Mahkeme kararının müddeti içinde temyizen tetkiki borçlu tarafından istenmesi üzerine bu işle ilgili dosya mahallinden daireye gönderilmiş olup, dava dosyası için Tetkik Hakimi A. K. Sarıbaş tarafından düzenlenen rapor dinlendikten ve dosya içerisindeki tüm belgeler okunup incelendikten sonra işin gereği görüşülüp düşünüldü :
Alacaklı tarafından borçlu hakkında genel haciz yolu ile yürütülen ilamsız icra takibinde; borçlunun, itirazın iptali kararının bozulmasından sonra haczedilerek muhafaza altına alınan menkuller üzerindeki haczin kaldırılması ve tarafına iadesi istemi ile icra mahkemesine başvurduğu, mahkemece istemin reddine karar verildiği anlaşılmaktadır.
Genel haciz yolu ile takipte borçlunun yasal sürede yapmış olduğu itiraz, İİK’nun 66. maddesi gereğince icra takibini durduracağından, alacaklı itirazın iptali veya itirazın kaldırılması davası açıp takibin devamı yolunda bir karar almadıkça takibe devam edemez. İİK’nun 67. maddesi kapsamında açılan itirazın iptali davasının kabulü halinde alacaklı, itiraz ile durmuş olan icra takibine devam edilmesini isteyebilir. İtirazın iptali davasını kazanan alacaklının, ilamsız icra takibine devam edilmesini (haciz, satış, paranın ödenmesini) isteyebilmesi için itirazın iptali kararının kesinleşmesi gerekmez.

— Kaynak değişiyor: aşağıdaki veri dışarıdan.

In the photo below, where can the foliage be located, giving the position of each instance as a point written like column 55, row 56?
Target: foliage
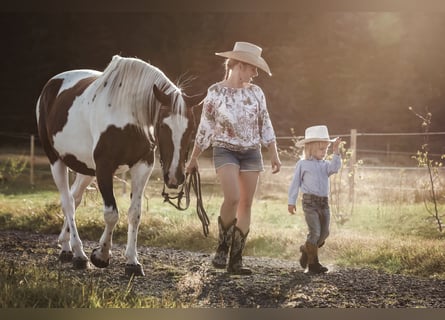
column 11, row 169
column 431, row 199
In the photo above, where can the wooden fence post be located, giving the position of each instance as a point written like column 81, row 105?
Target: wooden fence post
column 31, row 161
column 352, row 164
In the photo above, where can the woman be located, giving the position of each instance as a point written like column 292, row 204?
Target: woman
column 235, row 122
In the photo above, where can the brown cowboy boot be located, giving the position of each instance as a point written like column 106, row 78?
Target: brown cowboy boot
column 236, row 252
column 314, row 265
column 224, row 243
column 303, row 258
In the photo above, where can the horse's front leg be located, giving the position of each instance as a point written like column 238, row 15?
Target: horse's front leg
column 100, row 256
column 72, row 248
column 140, row 173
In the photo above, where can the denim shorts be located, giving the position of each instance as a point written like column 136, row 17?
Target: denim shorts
column 246, row 160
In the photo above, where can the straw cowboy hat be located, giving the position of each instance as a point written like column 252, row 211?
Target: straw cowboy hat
column 247, row 52
column 315, row 133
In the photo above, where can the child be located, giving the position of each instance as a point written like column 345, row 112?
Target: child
column 312, row 177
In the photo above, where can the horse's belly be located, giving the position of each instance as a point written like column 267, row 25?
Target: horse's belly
column 75, row 144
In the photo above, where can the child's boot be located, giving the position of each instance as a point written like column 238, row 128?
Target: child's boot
column 224, row 243
column 314, row 264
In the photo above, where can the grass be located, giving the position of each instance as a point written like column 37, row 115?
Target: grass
column 53, row 289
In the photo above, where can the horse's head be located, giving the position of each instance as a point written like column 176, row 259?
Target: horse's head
column 174, row 133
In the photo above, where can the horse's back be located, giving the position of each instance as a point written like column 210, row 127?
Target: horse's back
column 54, row 104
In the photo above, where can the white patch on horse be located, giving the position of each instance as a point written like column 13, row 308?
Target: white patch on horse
column 86, row 126
column 178, row 125
column 70, row 78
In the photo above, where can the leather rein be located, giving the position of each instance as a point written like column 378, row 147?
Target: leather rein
column 192, row 181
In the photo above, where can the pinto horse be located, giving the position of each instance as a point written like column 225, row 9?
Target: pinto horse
column 102, row 123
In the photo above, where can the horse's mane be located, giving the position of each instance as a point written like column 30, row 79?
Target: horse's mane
column 129, row 84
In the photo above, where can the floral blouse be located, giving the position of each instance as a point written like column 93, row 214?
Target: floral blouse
column 234, row 118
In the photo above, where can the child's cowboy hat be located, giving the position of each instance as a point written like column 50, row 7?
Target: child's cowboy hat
column 315, row 133
column 247, row 52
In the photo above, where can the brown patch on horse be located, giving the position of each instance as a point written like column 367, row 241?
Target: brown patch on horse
column 120, row 146
column 52, row 121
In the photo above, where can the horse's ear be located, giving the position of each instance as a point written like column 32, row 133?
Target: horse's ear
column 163, row 98
column 192, row 101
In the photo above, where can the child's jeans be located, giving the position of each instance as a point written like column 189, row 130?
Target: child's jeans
column 318, row 217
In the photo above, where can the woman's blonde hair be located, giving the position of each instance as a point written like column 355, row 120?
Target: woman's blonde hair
column 311, row 147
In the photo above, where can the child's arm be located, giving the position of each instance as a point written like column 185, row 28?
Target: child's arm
column 294, row 188
column 336, row 145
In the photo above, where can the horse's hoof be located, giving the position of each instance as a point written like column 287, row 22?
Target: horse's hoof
column 134, row 270
column 99, row 262
column 80, row 263
column 66, row 256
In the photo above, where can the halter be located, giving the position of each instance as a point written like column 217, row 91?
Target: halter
column 191, row 180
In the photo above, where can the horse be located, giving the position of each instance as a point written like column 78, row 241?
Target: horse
column 99, row 124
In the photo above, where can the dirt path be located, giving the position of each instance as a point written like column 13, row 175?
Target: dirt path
column 190, row 278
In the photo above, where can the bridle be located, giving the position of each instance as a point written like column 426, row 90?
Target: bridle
column 192, row 181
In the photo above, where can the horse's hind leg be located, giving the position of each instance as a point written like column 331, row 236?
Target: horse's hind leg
column 69, row 238
column 100, row 256
column 77, row 189
column 139, row 176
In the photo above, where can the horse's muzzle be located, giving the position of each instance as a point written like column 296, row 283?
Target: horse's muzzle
column 173, row 182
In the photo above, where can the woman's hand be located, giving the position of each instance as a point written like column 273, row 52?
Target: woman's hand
column 274, row 158
column 192, row 166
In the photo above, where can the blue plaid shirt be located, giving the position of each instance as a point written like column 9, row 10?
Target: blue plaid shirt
column 312, row 176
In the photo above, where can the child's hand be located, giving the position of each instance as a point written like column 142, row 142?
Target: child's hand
column 336, row 145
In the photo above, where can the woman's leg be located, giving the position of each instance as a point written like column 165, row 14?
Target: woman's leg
column 248, row 181
column 228, row 176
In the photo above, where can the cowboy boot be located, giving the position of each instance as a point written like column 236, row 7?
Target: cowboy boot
column 314, row 265
column 303, row 258
column 236, row 253
column 224, row 243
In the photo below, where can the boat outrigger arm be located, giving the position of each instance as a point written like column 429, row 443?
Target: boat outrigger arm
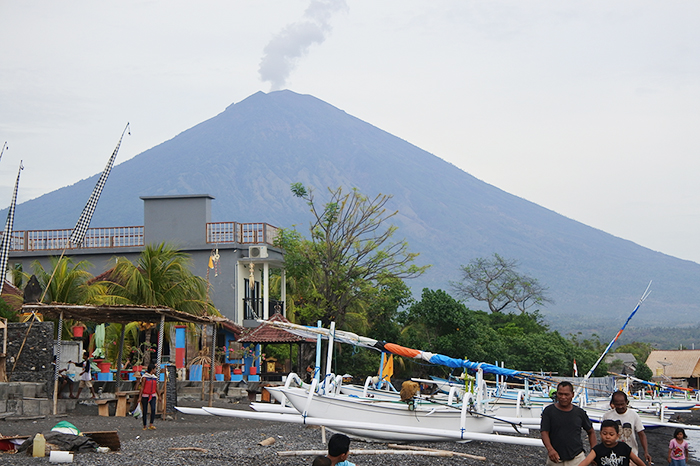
column 365, row 342
column 588, row 375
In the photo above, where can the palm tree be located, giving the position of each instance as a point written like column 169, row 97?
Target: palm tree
column 71, row 284
column 160, row 277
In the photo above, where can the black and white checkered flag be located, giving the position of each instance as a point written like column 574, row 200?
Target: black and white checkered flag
column 78, row 234
column 7, row 234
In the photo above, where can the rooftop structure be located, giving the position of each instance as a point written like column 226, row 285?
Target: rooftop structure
column 242, row 254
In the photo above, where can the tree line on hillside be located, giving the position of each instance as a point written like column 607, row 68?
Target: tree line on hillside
column 351, row 270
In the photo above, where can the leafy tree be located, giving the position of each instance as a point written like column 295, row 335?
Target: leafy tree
column 643, row 371
column 350, row 251
column 71, row 282
column 497, row 282
column 68, row 283
column 160, row 277
column 440, row 324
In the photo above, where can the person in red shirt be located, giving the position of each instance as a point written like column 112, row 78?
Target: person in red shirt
column 149, row 395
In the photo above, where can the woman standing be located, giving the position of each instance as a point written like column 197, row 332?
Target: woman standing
column 149, row 394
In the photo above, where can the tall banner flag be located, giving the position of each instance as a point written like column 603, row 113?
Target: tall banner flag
column 7, row 234
column 78, row 234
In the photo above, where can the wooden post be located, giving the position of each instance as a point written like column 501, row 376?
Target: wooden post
column 211, row 365
column 119, row 358
column 56, row 367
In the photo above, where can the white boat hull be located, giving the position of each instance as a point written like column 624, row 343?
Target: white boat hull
column 387, row 413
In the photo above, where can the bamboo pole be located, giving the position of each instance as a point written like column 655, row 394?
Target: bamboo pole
column 56, row 367
column 211, row 365
column 442, row 453
column 411, row 447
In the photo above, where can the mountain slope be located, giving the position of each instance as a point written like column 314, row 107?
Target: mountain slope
column 247, row 157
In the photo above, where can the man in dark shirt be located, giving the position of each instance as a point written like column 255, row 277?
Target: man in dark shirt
column 561, row 429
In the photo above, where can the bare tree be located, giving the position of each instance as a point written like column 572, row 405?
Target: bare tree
column 496, row 281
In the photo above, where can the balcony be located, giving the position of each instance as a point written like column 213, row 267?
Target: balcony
column 124, row 237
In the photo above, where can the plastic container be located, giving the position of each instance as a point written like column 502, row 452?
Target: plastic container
column 60, row 457
column 39, row 446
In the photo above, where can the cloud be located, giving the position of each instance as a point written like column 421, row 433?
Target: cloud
column 282, row 53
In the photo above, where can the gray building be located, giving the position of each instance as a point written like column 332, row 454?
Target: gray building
column 242, row 254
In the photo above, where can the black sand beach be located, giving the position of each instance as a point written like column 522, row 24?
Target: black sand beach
column 230, row 441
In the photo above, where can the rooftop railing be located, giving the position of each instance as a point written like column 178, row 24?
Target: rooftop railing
column 243, row 233
column 124, row 237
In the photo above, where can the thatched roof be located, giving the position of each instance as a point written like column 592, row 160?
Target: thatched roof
column 265, row 333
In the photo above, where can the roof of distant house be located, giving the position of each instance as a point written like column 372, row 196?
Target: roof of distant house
column 626, row 358
column 678, row 364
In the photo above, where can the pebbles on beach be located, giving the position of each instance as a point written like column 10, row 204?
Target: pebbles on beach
column 230, row 441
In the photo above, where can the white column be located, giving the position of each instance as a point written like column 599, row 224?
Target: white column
column 266, row 291
column 283, row 293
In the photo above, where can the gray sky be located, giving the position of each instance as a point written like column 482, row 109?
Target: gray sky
column 591, row 109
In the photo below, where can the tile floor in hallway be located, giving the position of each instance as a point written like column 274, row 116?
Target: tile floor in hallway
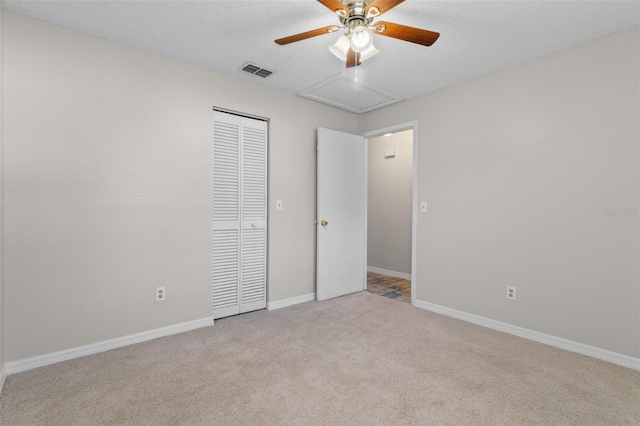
column 394, row 288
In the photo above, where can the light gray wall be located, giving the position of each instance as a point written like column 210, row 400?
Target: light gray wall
column 108, row 186
column 518, row 167
column 389, row 203
column 1, row 192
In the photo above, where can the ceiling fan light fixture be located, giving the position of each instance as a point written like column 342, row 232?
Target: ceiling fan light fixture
column 341, row 47
column 361, row 39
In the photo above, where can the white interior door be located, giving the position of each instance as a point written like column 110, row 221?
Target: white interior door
column 341, row 214
column 239, row 214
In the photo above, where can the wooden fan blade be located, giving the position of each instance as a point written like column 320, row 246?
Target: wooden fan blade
column 382, row 5
column 402, row 32
column 308, row 34
column 353, row 58
column 334, row 6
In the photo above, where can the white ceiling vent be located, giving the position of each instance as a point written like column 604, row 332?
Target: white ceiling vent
column 256, row 70
column 351, row 94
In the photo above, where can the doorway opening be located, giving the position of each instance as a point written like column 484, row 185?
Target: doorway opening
column 391, row 195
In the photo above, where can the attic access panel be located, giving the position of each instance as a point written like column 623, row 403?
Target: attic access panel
column 350, row 94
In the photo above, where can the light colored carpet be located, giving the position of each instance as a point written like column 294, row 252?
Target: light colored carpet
column 356, row 360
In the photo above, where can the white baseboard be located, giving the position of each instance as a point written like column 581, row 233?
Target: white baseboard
column 558, row 342
column 279, row 304
column 389, row 273
column 3, row 377
column 54, row 357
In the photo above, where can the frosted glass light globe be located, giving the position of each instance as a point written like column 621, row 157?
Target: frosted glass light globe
column 361, row 39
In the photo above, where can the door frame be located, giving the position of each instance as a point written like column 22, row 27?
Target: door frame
column 410, row 125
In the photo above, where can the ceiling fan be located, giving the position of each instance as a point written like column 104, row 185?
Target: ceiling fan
column 356, row 16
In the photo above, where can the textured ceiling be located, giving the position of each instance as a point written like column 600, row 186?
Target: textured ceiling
column 476, row 37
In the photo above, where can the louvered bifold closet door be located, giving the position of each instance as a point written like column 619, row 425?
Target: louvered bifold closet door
column 254, row 210
column 239, row 214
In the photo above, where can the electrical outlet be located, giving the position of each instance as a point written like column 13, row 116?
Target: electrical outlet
column 161, row 294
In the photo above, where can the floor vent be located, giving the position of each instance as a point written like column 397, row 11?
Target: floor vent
column 256, row 70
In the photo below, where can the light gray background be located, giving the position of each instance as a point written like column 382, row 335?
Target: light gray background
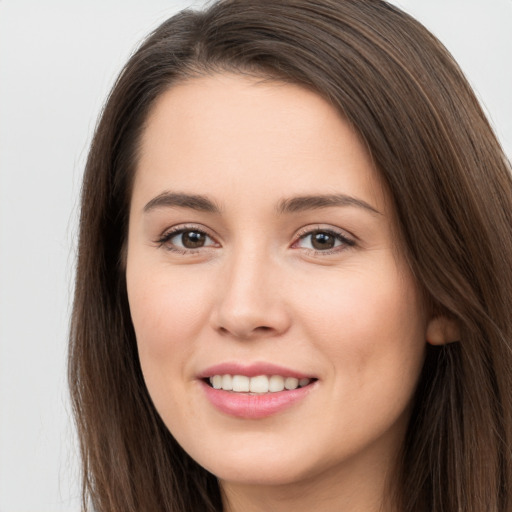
column 58, row 60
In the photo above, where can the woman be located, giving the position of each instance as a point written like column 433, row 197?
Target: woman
column 293, row 284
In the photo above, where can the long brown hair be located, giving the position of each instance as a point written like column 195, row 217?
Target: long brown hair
column 452, row 191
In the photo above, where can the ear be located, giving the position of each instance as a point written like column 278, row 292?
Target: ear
column 442, row 330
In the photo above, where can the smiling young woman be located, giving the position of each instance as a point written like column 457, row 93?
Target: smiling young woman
column 293, row 285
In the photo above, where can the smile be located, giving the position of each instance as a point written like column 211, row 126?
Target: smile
column 259, row 384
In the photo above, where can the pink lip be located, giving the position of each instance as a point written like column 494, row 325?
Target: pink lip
column 253, row 406
column 251, row 370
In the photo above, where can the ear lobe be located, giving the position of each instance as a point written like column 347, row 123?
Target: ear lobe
column 442, row 330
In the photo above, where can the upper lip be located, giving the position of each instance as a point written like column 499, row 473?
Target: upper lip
column 251, row 370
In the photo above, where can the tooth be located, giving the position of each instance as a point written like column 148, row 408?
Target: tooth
column 304, row 382
column 259, row 384
column 275, row 383
column 240, row 383
column 227, row 382
column 291, row 383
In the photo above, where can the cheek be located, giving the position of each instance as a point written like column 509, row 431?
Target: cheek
column 371, row 325
column 167, row 308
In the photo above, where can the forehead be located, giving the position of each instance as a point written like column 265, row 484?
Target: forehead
column 257, row 139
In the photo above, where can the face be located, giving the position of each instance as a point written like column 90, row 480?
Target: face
column 261, row 256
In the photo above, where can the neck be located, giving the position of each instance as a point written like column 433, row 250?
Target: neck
column 356, row 487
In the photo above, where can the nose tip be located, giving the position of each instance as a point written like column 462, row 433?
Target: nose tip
column 245, row 329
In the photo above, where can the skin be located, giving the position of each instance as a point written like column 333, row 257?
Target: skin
column 257, row 292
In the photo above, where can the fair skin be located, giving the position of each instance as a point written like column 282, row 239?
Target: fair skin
column 249, row 277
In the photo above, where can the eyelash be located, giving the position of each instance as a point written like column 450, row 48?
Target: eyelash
column 346, row 243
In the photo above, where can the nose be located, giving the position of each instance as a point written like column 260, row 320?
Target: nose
column 251, row 301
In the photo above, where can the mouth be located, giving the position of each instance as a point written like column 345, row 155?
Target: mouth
column 257, row 385
column 255, row 391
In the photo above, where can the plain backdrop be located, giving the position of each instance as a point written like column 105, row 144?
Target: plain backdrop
column 58, row 60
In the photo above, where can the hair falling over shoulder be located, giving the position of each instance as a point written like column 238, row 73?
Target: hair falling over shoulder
column 452, row 190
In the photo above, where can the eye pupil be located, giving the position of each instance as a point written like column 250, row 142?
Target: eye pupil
column 192, row 239
column 322, row 241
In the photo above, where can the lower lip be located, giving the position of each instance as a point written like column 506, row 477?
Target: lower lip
column 254, row 406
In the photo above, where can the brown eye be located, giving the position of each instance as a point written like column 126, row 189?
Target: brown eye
column 193, row 239
column 321, row 241
column 186, row 240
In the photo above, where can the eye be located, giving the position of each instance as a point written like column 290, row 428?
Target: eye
column 186, row 239
column 323, row 240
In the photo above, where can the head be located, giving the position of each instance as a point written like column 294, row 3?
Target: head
column 435, row 168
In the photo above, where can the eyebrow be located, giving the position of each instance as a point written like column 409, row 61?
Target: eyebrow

Ancak, itirazın iptali kararını temyiz eden borçlu, Yargıtay’dan icranın durdurulmasına karar verilmesini isteyebilir.
Somut olayda, alacaklı vekili tarafından borçlu hakkında itirazın iptali davası açılmış, Malatya 3. Asliye Hukuk Mahkemesi’nce 12.09.2013 tarih ve 2012/107 E,- 2013/474 K. sayılı hükümle itirazın iptaline karar verilmiştir. Ancak, itirazın iptaline yönelik bu kararın Yargıtay 13. Hukuk Dairesi tarafından 24.12.2014 tarih ve 2014/31560 Esas, 2014/41413 Karar sayılı ilamla bozulduğu görülmüştür.
Alacaklının itirazın iptaline karar verilmesinden sonra anılan ilamı dosyaya sunarak takibe devam ve haciz işlemleri yapması mümkün ise de, itirazın iptaline dair ilam bozulmakla ortadan kalktığından, bozulmakla hükmünü yitiren itirazın iptali kararına dayanılarak, bozma kararından sonra takibin devamına olanak yoktur. İtirazın iptali kararı bozulmakla İİK’nun 40. maddesi uyarınca takip olduğu yerde duracağından ve takibin durması gereken bu dönemde takip işlemi yapılamayacağından, mahkemece itirazın iptali yolunda yeni bir hüküm verilinceye kadar haciz yapılamaz. Aksinin kabulü İİK’nun 66. maddesine aykırı bir durum yaratır.
O halde, mahkemece, borçlunun şikayeti kabul edilerek itirazın iptali kararının 24.12.2014 tarihinde bozulmasından sonra, alacaklının talebi üzerine borçlunun menkullerine 10.12.2015 tarihinde konulan haczin kaldırılmasına karar verilmesi gerekirken, açıklanan bu hususlar göz ardı edilerek şikayetin reddine yönelik hüküm tesisi isabetsizdir.
SONUÇ : Borçlunun temyiz itirazlarının kabulü ile mahkeme kararının yukarıda yazılı nedenlerle İİK’nun 366 ve HUMK’nun 428. maddeleri uyarınca (BOZULMASINA), peşin alınan harcın istek halinde iadesine, ilamın tebliğinden itibaren 10 gün içinde karar düzeltme yolu açık olmak üzere, 16/03/2017 gününde oybirliğiyle karar verildi.